= Brok Windsor =

Fictional character

Brok Windsor is a Canadian comic book character, debuting in Maple Leaf Comics' Better Comics Vol. 3 #3 April/May 1944.

==Publication history==
The character was created, written, and illustrated by John Stables, who was inspired by a Winnipeg adventurer and outdoorsman named Brock Windsor. Later in the series, writer Ted Ross and artist Shirley Fortune assisted in the storytelling.

Brok Windsor debuted in the April/May 1944 issue of Better Comics, published by Maple Leaf Comics. His final appearance was in August 1946 in an issue of Better Comics.
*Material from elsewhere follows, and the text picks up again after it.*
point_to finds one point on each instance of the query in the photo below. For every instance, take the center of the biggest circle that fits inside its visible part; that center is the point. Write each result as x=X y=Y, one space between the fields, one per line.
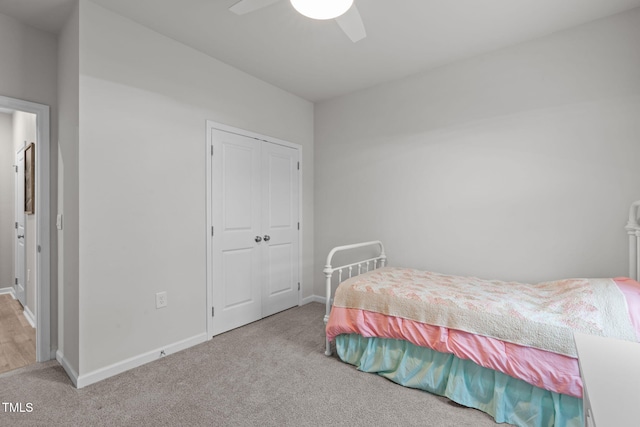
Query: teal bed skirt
x=507 y=399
A Kickstarter campaign to republish Brok Windsor for the first time since the original publication was launched in August 2014 by Hope Nicholson. It was successfully funded and a reprint of Brok Windsor's complete adventures (including 9 new pages of artwork by Scott Chantler that are based on a previously unpublished script from 1946) was published in April 2015 by Bedside Press.

==Fictional character==
Brok Windsor was a Winnipeg doctor and outdoorsman. He possessed the ability to speak multiple languages fluently including French and the fictional First Nations Blackpaw language (likely a variation of Blackfoot). Crashlanding his canoe on the shores of a hidden island in the middle of Lake of the Woods, Brok Windsor looks for a way back home to mainland Canada.

===Power and Abilities===
During his adventures on Chaqua, Brok Windsor develops increased strength, speed, and height, eventually matching that of the island's residents. He is also given a uniform, dagger, and "flash-gun" by the residents on his journey.

===Supporting cast===
Brok Windsor is joined in his first adventure by the son of the deposed leader of the island, a giant named Torgon. Torgon is a skilled marksman with the flash-gun and expert flyer. Later in their adventures they meet the daughter of an ancient ghost on the island, named Starra. Starra is armed with one of Brok's daggers and eventually accompanies him back to Canada.